What is nursing home neglect?
Nursing home neglect is a form of elder abuse toward those living in a nursing home. When it happens, residents suffer due to poor care, ignorance, carelessness, or mistreatment. This can include failure to treat injuries or contact a doctor when needed; forgetting to regularly bath someone or change bed sheets; depriving someone of food and water; or providing someone with the wrong medications.
This type of abuse happens more often than you might think. The National Center on Elder Abuse (NCEA) reports that about 95% of nursing home residents have either been neglected or have witnessed neglect and according to the World Health Organization, 12% of employees have admitted to neglecting residents. The U.S. Department of Justice also reports that 57 cases of neglect go unreported for every one case that is reported.
What causes nursing home neglect?
The main reason for neglect stems from being understaffed. This leads to overwhelmed staff members, high levels of stress, avoidable mistakes, and burnout. Another reason is inadequate training or hiring processes, both of which may occur when a nursing home rushes to fill positions without doing proper background checks or certification screenings.
How do I know if neglect is happening?
- Malnutrition or dehydration (leading to weight or hair loss, irritability, or papery skin).
- Untreated health issues, such as bed sores, infections, and broken bones.
- Dirty appearance, soiled clothes, and other hygiene issues.
- Isolation, depression, or anxiety.
- Loss of mobility.
- Pests, mold, or other signs of an unkept residence.
- Wandering away from the facility.
What can I do to prevent nursing home neglect?
First and foremost, immediately report neglect to the authorities. Failure to report neglect could lead to other forms of elder abuse, permanent disability, and death.
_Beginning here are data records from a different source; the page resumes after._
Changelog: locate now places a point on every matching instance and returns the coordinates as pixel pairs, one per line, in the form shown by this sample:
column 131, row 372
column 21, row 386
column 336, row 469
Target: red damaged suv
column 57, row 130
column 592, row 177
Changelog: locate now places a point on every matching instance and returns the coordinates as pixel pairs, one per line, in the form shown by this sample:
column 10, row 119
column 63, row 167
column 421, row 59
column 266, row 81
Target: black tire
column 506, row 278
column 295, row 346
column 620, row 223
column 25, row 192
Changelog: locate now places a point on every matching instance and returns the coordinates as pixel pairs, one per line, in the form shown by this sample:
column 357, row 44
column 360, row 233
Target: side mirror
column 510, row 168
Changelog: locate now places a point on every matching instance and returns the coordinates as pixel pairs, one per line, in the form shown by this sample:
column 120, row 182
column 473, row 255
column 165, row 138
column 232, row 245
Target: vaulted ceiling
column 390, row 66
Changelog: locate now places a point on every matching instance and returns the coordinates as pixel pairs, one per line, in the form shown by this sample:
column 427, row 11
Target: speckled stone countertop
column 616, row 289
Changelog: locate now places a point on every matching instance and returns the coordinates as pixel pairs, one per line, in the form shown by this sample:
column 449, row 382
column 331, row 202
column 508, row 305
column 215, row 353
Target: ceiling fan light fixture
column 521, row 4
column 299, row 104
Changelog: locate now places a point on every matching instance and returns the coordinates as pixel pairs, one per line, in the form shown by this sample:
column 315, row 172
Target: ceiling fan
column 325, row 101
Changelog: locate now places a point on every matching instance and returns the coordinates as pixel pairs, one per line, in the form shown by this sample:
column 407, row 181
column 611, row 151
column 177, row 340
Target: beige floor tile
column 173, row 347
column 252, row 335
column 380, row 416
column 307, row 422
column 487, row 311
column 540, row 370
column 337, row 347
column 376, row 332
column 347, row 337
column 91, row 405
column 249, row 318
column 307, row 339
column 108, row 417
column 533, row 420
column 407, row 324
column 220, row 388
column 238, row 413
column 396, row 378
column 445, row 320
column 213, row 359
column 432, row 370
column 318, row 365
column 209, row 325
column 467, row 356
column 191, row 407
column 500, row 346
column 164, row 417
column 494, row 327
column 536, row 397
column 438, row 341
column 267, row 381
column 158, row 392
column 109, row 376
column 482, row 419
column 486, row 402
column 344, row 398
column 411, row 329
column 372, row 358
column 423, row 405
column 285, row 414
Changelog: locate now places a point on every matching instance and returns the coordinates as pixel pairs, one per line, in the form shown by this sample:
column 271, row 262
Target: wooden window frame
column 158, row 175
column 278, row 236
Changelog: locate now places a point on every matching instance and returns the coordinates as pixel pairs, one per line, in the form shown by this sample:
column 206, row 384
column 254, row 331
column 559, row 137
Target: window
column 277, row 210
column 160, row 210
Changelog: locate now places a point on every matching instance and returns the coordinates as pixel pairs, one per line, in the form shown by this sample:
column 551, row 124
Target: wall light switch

In many states, waiting too long can also keep you from seeking legal justice due to statutes of limitations.
Some authorities to contact include:
- Police – Can remove residents and conduct investigations into alleged neglect.
- Adult Protective Services (APS) – Can conduct welfare checks and investigate non-urgent reports of neglect.
- Long-term care ombudsman – Can address your concerns and investigate signs of neglect on your behalf.
Finally, you’ll want to contact a nursing home abuse lawyer, who will help pursue compensation for medical treatments and therapy in relation to neglect.
Other things you can do to prevent neglect is making regular calls and visits to the nursing home, watching for signs of neglect, and document everything, no matter how small or inconsequential. Most importantly, always believe your loved one when they talk about being neglected. Just because a nursing home looks good on paper, doesn’t mean it is, or that it will degrade in the future.